Brian Farrell has just emailed to tell me about a public seminar to be held at Knebworth on 16 May 2025.
Knebworth Place had been in existence for centuries prior to 1490, the year in which what is now known as Knebworth House was purchased by Sir Robert Lytton. The ancestral home to generations of poets, authors, diplomats, musicians, suffragettes, moviemakers and even Viceroys of India – on 16 May 2025, Knebworth House plays host to the National University of Singapore with a seminar entitled Lord Lytton, India, and the Challenges of Imperial Defence. There will be will be three speakers: Brian himself, Adam Prime and Timothy Howard. It looks to be a fascinating day. Brian says that tickets will be on sale at Knebworth House website soon. I will certainly be there.
In 1876 Edward Robert Bulwer-Lytton (created 1st Earl of Lytton in 1880) was appointed Viceroy and Governor-General of India. As Viceroy he presided over the Proclamation Durbar on 1 January 1877, to mark Queen Victoria’s acceptance of the title Empress of India. That title and Lytton’s appointment both stemmed from the same source: the determination of the Prime Minister of the day, Benjamin Disraeli, the 1st Earl of Beaconsfield, to remake and rebrand the British Empire in general and India in particular. Disraeli’s vision to entrench the Conservative Party as the “party of empire,” around which it could build a lasting political majority, relied heavily on successfully retooling the British government’s direction of empire defence. Disraeli indeed may with some legitimacy be seen as having placed “Imperial Defence,” as noun and concept, atop the political agenda. He sent Lytton to India as a trusted and loyal supporter who could be relied on to advance this vision of “imperial nationalism.” This desire to “regularize” or even “professionalize” Imperial Defence placed Lytton in the van of what turned out to be a long and complicated journey towards the Committee of Imperial Defence and the systematization of that mission in the twentieth century – a journey driven heavily by concerns for the defence of British India.
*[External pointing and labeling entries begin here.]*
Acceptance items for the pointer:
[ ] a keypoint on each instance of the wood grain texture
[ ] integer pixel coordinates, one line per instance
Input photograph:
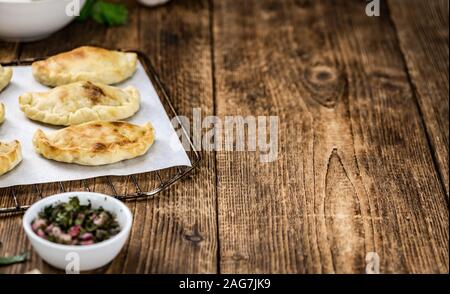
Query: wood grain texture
(354, 173)
(422, 28)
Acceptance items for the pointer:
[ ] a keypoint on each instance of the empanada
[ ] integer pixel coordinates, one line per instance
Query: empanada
(10, 156)
(85, 64)
(2, 113)
(95, 143)
(5, 77)
(80, 102)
The papers presented at this seminar are works in progress that explore various aspects of the challenges of Imperial Defence and the defence of India. Some were launched during Lytton’s viceregal term, others advanced or complicated by it, and all remained central to the problem long after it. They present a range of connected themes: the Viceroy and his understanding of how best to secure India within the larger challenges of wider British
Empire defence strategy; the long-running argument about the frontier and how it should shape defence strategy for India, an argument focused by the 2nd Afghan War (fought under Lytton’s higher direction) – the search for the so-called “scientific frontier”; and the tactics and techniques by which the British Indian Army sought, on the ground, to defend India, under dynamic political and doctrinal conditions. Together they amount to revisiting a fundamental story: how did those charged to defend what was by then the largest maritime empire the world had ever seen understand, and try to manage, challenges to defend India – the most crucial region of the entire empire project but one that could not be defended by sea? To us this is a distant past. To Lytton, and those who engaged these challenges during and after his term in India, they were the temper of their times. This seminar will discuss what they made of them and to what ends.